United States Bankruptcy Court, D. Maryland. March 02, 2020

The plaintiffs were various entities who filed for bankruptcy protection under Chapter 11 in 2001. Their bankruptcy confirmation order set a bar date for the filing of claims by creditors against the entities. Nearly 16 years later, asbestos claimants filed claims for exposure to asbestos in Pennsylvania. The plaintiffs then filed suit against the asbestos claimants as an adversarial bankruptcy proceeding. Motions for summary judgment were filed by both sides.

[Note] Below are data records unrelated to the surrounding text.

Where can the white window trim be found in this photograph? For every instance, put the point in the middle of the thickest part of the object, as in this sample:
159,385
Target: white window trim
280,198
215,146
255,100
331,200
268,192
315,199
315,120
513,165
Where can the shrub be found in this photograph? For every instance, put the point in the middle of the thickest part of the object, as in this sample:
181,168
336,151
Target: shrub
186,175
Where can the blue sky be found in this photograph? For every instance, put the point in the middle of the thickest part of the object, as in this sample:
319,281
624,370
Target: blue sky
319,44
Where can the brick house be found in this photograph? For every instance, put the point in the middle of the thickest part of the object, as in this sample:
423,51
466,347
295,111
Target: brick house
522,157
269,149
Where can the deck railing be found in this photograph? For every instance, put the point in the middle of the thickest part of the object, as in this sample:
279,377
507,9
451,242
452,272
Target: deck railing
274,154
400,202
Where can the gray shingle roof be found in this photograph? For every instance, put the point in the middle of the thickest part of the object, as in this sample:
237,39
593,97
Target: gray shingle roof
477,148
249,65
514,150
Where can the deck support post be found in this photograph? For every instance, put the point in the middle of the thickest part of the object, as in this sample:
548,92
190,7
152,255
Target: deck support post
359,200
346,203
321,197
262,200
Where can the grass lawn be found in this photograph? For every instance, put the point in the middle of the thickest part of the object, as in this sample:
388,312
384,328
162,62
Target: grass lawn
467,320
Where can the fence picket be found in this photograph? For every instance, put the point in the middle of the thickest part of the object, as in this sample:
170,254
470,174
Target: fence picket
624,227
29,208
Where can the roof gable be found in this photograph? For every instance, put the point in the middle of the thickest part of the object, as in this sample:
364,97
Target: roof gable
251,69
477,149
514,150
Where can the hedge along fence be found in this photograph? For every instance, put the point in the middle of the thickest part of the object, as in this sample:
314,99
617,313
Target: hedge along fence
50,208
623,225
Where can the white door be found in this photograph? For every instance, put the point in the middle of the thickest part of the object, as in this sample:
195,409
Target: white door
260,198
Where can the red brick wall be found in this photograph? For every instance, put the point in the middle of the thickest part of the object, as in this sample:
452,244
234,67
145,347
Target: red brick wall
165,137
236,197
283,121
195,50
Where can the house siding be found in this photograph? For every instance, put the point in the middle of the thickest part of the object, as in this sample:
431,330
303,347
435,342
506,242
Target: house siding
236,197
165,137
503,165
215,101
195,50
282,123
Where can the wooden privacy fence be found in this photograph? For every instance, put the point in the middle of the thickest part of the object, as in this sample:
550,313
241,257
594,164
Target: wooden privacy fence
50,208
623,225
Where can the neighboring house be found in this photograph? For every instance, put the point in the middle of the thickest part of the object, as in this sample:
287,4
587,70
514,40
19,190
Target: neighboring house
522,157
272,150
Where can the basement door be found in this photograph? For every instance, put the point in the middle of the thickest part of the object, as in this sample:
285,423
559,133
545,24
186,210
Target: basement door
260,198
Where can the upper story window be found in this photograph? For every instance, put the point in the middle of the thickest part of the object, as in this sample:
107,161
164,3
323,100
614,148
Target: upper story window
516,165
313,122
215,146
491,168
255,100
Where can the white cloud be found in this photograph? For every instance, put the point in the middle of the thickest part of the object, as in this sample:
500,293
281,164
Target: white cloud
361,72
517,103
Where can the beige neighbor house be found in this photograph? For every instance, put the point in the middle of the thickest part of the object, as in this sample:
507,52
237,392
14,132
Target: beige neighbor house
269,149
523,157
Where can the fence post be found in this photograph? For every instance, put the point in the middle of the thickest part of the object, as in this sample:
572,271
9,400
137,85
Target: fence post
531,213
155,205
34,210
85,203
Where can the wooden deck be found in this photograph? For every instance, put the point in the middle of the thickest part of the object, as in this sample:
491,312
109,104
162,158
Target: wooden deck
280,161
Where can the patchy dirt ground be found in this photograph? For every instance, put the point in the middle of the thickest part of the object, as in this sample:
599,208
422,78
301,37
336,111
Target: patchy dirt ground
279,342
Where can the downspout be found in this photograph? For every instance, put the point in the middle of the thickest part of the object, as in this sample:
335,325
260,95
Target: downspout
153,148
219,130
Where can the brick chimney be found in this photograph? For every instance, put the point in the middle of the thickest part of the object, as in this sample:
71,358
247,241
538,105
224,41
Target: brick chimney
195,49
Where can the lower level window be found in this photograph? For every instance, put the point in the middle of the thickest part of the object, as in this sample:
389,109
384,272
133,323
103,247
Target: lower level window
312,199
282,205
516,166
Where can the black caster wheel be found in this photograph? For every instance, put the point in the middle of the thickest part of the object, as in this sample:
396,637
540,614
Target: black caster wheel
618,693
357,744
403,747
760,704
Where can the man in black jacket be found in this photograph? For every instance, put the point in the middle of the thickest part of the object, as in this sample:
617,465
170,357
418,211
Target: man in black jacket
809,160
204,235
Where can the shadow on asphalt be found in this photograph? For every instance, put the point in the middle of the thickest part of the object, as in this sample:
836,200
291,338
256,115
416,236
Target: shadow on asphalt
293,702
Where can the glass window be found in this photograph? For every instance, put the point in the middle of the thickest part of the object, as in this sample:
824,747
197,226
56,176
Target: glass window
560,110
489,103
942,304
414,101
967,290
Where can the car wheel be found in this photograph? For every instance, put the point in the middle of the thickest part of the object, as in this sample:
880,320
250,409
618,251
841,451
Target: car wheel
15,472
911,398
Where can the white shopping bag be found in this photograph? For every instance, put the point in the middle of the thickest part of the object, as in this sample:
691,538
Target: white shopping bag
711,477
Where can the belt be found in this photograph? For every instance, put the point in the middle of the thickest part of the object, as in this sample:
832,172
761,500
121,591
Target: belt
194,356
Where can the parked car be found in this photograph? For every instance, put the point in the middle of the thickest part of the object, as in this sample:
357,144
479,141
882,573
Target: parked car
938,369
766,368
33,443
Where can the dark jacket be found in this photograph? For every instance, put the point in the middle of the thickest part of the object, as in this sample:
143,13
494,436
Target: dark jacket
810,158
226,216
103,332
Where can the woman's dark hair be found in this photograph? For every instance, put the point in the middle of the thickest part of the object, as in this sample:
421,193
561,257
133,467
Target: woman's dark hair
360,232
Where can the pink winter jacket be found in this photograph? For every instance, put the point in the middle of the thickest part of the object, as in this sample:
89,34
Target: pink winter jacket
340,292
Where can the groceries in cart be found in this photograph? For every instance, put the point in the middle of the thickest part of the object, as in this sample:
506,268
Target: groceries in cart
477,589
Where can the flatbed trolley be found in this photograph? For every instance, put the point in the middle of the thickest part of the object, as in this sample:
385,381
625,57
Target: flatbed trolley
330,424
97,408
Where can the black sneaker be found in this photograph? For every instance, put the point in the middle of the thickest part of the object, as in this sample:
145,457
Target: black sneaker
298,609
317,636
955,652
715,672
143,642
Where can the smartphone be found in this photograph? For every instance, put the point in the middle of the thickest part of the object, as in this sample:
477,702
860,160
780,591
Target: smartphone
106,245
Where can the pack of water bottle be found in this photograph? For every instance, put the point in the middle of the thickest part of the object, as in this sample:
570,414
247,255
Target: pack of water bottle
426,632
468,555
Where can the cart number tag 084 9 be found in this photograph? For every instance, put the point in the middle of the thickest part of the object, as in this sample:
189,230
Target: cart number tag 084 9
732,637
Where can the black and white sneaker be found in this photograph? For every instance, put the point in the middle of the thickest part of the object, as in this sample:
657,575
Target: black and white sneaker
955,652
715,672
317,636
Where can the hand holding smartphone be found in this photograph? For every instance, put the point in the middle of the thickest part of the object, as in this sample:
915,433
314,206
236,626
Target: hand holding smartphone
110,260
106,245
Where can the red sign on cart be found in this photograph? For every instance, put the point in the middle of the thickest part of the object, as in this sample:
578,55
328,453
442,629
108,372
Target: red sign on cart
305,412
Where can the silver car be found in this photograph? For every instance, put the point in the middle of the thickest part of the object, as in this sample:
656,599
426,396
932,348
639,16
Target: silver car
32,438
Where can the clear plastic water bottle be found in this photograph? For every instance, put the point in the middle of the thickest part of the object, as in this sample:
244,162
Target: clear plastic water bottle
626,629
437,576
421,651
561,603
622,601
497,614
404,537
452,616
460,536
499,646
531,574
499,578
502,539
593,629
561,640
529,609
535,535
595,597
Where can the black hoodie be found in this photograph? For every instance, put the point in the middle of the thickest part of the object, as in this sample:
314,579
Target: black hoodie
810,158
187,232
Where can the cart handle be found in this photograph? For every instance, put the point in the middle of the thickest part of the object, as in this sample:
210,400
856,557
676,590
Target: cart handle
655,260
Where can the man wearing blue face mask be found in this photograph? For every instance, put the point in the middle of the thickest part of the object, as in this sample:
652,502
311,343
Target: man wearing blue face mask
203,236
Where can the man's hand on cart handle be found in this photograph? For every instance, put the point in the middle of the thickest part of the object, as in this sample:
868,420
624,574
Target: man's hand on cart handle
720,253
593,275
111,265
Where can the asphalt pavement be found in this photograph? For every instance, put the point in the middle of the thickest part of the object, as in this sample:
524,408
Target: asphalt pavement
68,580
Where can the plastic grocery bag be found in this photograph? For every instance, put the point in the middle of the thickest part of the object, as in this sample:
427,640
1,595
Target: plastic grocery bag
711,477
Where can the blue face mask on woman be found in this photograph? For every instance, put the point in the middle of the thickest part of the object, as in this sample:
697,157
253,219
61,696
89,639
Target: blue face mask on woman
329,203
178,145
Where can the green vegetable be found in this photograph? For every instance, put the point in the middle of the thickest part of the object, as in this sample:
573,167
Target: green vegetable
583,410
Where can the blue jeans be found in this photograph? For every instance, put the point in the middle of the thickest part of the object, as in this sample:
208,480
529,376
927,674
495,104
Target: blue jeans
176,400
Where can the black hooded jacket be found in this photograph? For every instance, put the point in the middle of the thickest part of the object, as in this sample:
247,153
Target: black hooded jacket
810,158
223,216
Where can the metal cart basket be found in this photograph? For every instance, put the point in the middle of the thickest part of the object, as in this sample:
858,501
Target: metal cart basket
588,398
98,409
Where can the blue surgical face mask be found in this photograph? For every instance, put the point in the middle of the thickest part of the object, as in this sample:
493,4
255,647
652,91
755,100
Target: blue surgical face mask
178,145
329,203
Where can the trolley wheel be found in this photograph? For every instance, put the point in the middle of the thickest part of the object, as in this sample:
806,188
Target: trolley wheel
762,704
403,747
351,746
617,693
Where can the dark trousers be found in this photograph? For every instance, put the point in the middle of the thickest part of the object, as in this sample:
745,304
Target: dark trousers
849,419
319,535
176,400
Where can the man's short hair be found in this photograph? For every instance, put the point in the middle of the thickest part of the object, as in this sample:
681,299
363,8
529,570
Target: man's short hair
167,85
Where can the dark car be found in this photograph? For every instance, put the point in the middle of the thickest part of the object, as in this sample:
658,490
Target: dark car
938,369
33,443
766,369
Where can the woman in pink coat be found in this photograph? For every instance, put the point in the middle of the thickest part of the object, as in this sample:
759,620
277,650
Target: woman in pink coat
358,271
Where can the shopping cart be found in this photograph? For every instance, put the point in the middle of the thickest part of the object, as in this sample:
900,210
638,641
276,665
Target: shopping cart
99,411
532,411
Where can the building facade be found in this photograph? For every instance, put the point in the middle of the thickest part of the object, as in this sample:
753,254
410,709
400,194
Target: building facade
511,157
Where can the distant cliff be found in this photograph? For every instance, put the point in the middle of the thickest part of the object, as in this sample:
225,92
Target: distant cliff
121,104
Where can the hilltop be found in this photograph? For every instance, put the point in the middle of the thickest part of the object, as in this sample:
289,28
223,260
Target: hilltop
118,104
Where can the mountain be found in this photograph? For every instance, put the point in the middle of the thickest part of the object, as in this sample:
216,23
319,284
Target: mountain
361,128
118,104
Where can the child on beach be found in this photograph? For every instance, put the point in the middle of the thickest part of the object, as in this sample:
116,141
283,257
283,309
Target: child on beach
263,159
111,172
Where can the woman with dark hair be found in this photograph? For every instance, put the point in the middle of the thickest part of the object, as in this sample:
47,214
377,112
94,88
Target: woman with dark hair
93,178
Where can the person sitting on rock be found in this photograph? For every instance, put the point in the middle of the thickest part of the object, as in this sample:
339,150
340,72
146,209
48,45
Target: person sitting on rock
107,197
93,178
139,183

The court first set out to determine whether the defendants’ claims for asbestos exposure were subject to the order. The court reminded that the term “claim” in the context of discharge is vastly broad but holds a critical meaning. Here, the court noted that the claimants allegations of exposure predated the petition for protection and certainly predated the order. The defendants contested the court’s position that the exposure and activities related thereto were pre-petition. Relying on Pennsylvania law, the defendants argued that their claims did not exist at the time of the bankruptcy case. The court disagreed and noted that there is a difference between the existence of a claim and the enforcement of one. The analysis then turned to whether the defendants had been given notice to be heard on their claims. If notice had not been given, due process may have been violated. The plaintiffs took the position that the defendants had proper notice under its bankruptcy publication notice because the defendants were unknown creditors at that time. The defendants countered that notice was not proper because the plaintiffs could have discovered the claims had they performed a reasonable search at the time of the bankruptcy. However, the court disagreed as discovery showed that the plaintiffs were unable to access records of the plaintiffs’ predecessor. Therefore, the plaintiffs couldn’t confirm whether one of the defendants worked for the plaintiffs’ predecessor. Therefore, the plaintiffs’ due diligence was satisfactory in the context of bankruptcy. Accordingly, the order barred the defendants’ claims.